26 Principles of Good Prompts

The 26 principles of good prompts are a set of practical rules for writing prompts to large language models, introduced in the December 2023 paper Principled Instructions Are All You Need for Questioning LLaMA-1/2, GPT-3.5/4 by Sondos Mahmoud Bsharat, Aidar Myrzakhan, and Zhiqiang Shen of the VILA Lab at the Mohamed bin Zayed University of Artificial Intelligence (MBZUAI) in Abu Dhabi. The paper argues that simple, well-chosen instructions can substantially improve the quality and accuracy of responses from systems like GPT-4, GPT-3.5, and the LLaMA family without any fine tuning. The principles cover formatting tricks, role assignments, audience targeting, monetary incentives, penalties, and reasoning patterns, and they have been widely circulated in prompt engineering tutorials and training material.^[1]^[2]

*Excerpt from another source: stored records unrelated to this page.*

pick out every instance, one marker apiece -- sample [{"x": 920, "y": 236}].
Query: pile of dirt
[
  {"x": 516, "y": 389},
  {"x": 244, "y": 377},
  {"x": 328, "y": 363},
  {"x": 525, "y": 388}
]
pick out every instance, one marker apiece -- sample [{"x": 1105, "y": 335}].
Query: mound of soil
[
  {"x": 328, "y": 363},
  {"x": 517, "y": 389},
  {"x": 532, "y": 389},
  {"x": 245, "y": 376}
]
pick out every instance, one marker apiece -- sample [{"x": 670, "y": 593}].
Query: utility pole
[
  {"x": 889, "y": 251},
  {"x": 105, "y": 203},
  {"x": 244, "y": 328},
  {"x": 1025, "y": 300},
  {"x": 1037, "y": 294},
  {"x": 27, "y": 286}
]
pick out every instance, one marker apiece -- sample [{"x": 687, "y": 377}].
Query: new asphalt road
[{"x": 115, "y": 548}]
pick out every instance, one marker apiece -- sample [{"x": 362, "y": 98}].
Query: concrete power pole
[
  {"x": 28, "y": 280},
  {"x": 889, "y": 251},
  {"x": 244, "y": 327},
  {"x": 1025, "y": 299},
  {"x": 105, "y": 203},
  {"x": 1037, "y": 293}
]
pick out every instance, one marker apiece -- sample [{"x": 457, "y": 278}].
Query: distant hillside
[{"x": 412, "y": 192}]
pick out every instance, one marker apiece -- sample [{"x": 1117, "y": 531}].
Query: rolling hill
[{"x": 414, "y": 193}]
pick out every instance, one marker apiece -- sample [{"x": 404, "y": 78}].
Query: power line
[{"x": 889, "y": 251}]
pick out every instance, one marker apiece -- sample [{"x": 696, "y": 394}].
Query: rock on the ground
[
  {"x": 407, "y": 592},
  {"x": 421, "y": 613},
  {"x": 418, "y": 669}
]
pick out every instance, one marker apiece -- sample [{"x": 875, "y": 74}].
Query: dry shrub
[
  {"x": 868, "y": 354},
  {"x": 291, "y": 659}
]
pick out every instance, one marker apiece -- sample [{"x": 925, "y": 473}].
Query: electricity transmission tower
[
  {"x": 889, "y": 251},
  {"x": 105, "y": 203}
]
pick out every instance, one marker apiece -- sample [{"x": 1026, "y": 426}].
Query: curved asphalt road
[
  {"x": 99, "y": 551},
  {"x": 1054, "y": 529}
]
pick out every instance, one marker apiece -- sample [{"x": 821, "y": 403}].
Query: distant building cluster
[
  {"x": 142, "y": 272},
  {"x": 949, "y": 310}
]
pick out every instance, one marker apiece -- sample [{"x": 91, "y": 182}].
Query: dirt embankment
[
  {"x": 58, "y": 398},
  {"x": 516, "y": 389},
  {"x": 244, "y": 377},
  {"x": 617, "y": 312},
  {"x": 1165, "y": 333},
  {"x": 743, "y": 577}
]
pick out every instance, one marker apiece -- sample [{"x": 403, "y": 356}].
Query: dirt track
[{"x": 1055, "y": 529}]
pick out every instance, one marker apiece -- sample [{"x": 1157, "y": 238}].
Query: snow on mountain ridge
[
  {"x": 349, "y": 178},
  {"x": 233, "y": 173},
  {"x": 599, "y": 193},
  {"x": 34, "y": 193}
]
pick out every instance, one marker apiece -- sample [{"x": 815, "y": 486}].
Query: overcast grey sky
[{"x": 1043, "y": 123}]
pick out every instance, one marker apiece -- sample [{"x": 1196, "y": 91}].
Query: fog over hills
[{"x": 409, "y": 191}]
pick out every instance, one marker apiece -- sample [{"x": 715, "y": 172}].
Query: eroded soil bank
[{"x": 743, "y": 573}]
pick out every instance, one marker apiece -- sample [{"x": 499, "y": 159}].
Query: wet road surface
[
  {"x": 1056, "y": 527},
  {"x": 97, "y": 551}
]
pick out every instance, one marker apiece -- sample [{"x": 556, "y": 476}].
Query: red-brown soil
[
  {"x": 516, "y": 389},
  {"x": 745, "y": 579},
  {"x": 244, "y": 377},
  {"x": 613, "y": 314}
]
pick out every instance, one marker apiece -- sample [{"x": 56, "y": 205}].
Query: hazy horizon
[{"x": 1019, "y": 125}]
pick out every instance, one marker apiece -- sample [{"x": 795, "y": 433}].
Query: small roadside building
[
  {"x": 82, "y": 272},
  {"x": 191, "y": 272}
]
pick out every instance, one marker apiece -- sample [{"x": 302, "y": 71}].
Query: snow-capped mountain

The paper appeared on arXiv as preprint 2312.16171 on December 26, 2023, with a revised version on January 18, 2024. The authors evaluated each principle on a custom benchmark called ATLAS, which contains roughly 13,000 instruction-response data points and 20 hand-curated test questions per principle. They tested seven models: LLaMA-1 and LLaMA-2 at 7B, 13B, and 70B parameter scales, plus GPT-3.5 and GPT-4. On GPT-4 the authors reported an average improvement of 57.7% in response quality (which they call boosting) and 36.4% in correctness. They also found that larger models benefited more than smaller ones, with relative accuracy gains above 20% on the bigger systems. The work has been cited dozens of times and the ATLAS repository has a substantial GitHub following, although the methodology has drawn criticism.^[1]^[3]^[4]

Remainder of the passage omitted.